Purpose:

A phase I/II study evaluating the safety and activity of memory-enriched CD19-directed chimeric antigen receptor (CD19-CAR) T cells in adults with relapsed/refractory B-cell acute lymphoblastic leukemia (ALL).

Patients and Methods:

In phase I, we tested sequentially two cell populations for CAR transduction: (i) central memory (Tcm) or (ii) naïve, stem, and central memory (Tn/mem) T cells. The study employed an activity constrained for toxicity design to determine the recommended phase II dose (RP2D), which was tested in phase II.

Results:

The Tcm cohort was closed early due to lack of activity. The 200 ×106 Tn/mem-derived CD19-CAR T-cell dose was found to be safe and active, and was declared the RP2D. At RP2D, 58 participants underwent leukapheresis and 46 received CD19-CAR T cells. Median age for treated participants was 38 years (range, 22–72). Twenty-nine (63%) participants had relapsed post-allogeneic hematopoietic cell transplantation (alloHCT), 18 (39%) had Philadelphia-like (Ph-like) genotype, and 16 (35%) had extramedullary disease (EMD) at lymphodepletion (LD).

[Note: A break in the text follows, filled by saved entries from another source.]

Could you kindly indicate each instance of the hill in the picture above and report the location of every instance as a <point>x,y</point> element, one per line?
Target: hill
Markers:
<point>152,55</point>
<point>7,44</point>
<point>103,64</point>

Three (7%) participants had grade 3 cytokine release syndrome (CRS), and none had grade ≥ 4 CRS. Eight (17%) participants had grade ≥ 3 neurotoxicity, including one fatal cerebral edema. Forty (87%) patients achieved complete remission (CR)/CR with incomplete hematologic recovery, 2 (4%) progressed, and 4 (9%) were unevaluable for response. Among 42 response-evaluable participants, 16/17 with Ph-like ALL and 13/15 with EMD at LD responded. Twenty-one (53%) responders underwent alloHCT consolidation, which was associated with improved relapse-free survival (adjusted HR = 0.16; 95% confidence interval, 0.05–0.48; P = 0.001).

Conclusions:

Tn/mem-derived CD19-CAR T cells were safe and active, including in Ph-like ALL and EMD.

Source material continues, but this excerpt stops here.